Data: 2012-11-06 01:52:44
Temat: Moje przedwczorajsze danko dla gościa :-)
Od: Ikselka <i...@g...pl>
Pokaż wszystkie nagłówki
Ostatnie chwile zielonej rukoli (tej mojej, trwałej) w ogródku. Chociaż
wyjątkowo odporna jest na zimno i wszelkie złe warunki, jej chwile
policzone. Zdążyłam, znowu uskubałam dobre dwie garści listeczków, a drobne
one już, lecz esencjonalne zdecydowanie bardziej niż latem - jesień
zaostrza smaki warzyw i owoców, uwiebiam to. I oto okazuje się, że i rukola
świetna w jesiennym wydaniu...
Na dwie osoby:
2 czubate łyżki pesto (rukola - dużo, trochę zielonej pietruszki, oliwa,
zielony pieprz, czosnek, sól, podprażone piniole, parmezan)
pół paczki makaronu farfalle (ok. 20 dag)

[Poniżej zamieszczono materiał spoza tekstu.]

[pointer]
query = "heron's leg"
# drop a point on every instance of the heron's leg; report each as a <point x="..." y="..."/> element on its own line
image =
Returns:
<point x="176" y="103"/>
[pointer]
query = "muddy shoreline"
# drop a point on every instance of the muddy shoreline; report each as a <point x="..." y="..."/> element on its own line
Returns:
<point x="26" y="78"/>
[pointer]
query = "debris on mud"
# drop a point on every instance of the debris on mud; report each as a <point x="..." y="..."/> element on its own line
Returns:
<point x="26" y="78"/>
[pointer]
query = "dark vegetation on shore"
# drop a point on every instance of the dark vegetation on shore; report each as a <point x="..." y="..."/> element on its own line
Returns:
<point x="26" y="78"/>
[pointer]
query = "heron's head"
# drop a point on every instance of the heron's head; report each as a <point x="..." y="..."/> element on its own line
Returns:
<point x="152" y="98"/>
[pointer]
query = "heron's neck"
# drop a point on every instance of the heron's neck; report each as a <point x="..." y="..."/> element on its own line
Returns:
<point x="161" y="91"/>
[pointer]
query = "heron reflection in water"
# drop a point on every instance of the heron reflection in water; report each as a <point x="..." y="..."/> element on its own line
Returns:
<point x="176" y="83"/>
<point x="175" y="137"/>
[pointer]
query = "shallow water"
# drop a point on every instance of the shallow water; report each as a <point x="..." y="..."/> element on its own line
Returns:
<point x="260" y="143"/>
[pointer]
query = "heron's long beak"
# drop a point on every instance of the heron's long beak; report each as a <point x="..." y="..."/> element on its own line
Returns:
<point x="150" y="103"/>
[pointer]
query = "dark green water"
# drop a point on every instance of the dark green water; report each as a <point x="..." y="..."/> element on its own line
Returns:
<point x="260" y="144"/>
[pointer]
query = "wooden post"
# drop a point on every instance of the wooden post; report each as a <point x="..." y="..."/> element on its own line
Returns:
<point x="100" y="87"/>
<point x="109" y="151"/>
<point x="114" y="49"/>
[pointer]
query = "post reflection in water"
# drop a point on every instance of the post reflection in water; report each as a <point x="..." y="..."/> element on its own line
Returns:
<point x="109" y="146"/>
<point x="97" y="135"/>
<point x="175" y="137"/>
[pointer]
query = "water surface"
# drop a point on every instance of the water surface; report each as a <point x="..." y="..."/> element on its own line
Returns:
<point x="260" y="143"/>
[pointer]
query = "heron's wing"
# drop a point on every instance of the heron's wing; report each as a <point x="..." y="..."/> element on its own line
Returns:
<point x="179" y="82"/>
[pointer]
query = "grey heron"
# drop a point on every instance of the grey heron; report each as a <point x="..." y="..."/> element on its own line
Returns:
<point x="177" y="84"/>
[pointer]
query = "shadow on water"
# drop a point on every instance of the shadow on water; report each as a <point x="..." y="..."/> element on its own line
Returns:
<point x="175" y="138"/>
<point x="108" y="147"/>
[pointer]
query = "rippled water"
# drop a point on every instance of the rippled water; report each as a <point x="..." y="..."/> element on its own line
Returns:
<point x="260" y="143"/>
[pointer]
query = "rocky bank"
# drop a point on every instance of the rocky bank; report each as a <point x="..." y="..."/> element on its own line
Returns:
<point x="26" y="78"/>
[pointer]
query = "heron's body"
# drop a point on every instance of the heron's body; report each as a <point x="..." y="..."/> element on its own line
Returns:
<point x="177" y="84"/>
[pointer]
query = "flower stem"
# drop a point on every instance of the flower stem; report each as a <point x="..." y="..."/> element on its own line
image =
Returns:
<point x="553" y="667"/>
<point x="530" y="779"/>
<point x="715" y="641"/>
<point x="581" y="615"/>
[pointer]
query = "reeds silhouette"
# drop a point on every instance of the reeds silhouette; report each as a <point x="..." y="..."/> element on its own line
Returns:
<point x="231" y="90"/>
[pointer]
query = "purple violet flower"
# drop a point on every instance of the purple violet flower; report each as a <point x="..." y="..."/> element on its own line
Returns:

4 czubate łyżki wiejskiej gęstej śmietany
boczek wędzony parzony - ok. 15-20 dag
pół słoiczka suszonych (osobiście, a jakże) pomidorów posiekanych w grube
paski
2 średnie ząbki czosnku zmiażdżone, posiekane
parmezan do posypania
sól
Makaron gotować na półmiękko (zamiast snobilingwabrzmiącego "al dente" wolę
polskie określenie).
W trakcie gotowania makaronu podsmażyć na złoto pokrojony w grube słupki
boczek (smażyłam na 2 łyżkach oleju rzepakowego, potem olej odlałam).
Do boczku wlać kilka łyżek oliwy, wsypać czosnek i suszone pomidory, chwilę
podgrzewać, odstawić, wlać śmietanę, wymieszać, nadal podgrzewać mieszając,
zagotować krótko, aby utworzył się sos.
Makaron odcedzić, pozostawiajac w nim nieco wilgoci - wsypać znowu do
gorącego garnka, wlać sos z boczkiem i pomidorami, wymieszać podgrzewając
chwilę.
Wyłożyć na talerze, na środku każdej porcji położyć kleks pesto, posypać
parmezanem.
P y c h o t a.
Jak to dobrze, że zamroziłam kilka porcji rukolowego pesto - będzie zimą
uświetniało potrawę jak żywe :-)
PS. W lodówce czeka reszta pesto, jutro więc powtórka póki czas - tym razem
zrobię zdjęcie.
PS. Ktoś mroził pesto? I jak się to udaje? - mam nadzieję że było warto się
napracować...
--
XL Wartością jest autentyczność wnętrza - warto być nawet chamem, ale
takim, żeby każdy szukał twego towarzystwa.